Capitolo puteolani: non saranno la tifoseria più decantata della Campania, eppure i ragazzi di Pozzuoli ormai da tanto tempo seguono con grande continuità e oltre la categoria. Va ricordato che la città della Solfatara (ma non solo, vista la sua importanza storica) è praticamente un’estrema periferia di Napoli e questo sappiamo ciò che comporta in termini di presenze. Oggi chiaramente l’affluenza è di quelle importanti e lo zoccolo duro si sistema nella parte centrale del settore, affiancato da un drappello di gemellati palmesi. Ho trovato la loro prestazione dai due volti: forse un po’ con il freno a mano tirato nei primi 45′, più spigliati, continui e intensi nella ripresa. Nulla da dire invece sul massiccio uso di torce anche durante la partita.

In campo la gara si trascina sul più classico degli 0-0. Sono i rigori a decidere la vincitrice. Dal dischetto l’Angri prima va in vantaggio di due gol, ma poi si fa incredibilmente neutralizzare altrettanti match-ball sbagliando poi un altro penalty a oltranza e facendo esplodere lo stadio, che festeggia incredulo una Serie D che qualche minuto prima sembrava essere svanita.

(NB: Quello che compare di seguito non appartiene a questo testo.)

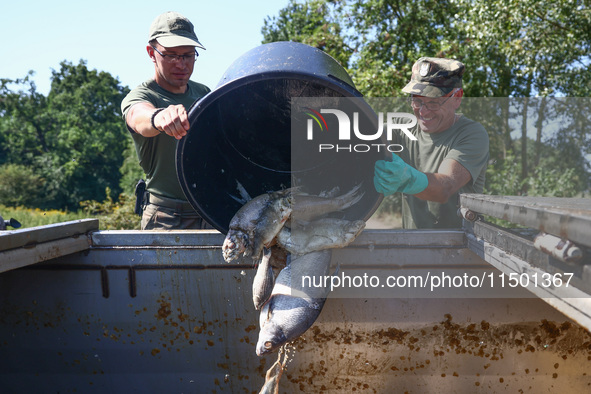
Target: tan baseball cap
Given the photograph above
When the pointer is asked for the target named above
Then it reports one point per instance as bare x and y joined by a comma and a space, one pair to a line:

Il bello e il brutto del calcio, a seconda dei punti di vista chiaramente.

Il pubblico dei Diavoli festeggia all’impazzata, con giocatori, famiglie e tifosi che invadono il campo racchiudendosi in un unico abbraccio. Grande delusione nel settore ospiti, con la squadra che viene redarguita e che ora vede le ultime chance di promozione nelle fasi nazionali, dove affronterà la Vultur Rionero. In un altro incontro che da un punto di vista prettamente ultras si preannuncia molto interessante.

Dopo aver immortalato le ultime scene di giubilo ripongo la fotocamera avviandomi verso l’uscita. Ho quasi due ore di attesa per il mio treno, così mi concedo un bel giro tra il porto e il molo di Pozzuoli. Il sole calando disegna una luce davvero magnifica, mentre la luna (in odore di eclissi) si leva lentamente ma immensa tra l’isola di Nisida e Posillipo, proprio sopra al Vesuvio che sembra incastonarsi perfettamente nel mezzo. Alcuni ragazzini giocano sugli scogli e faticano a scalarli, per raggiungere l’estremo del molo. Li guardo l’ultima volta nella loro letizia, prima di scattare una foto all’orizzonte e raggiungere la stazione. In dubbio se voler tornare alla loro età o cercare di vivere il presente con quella spensieratezza.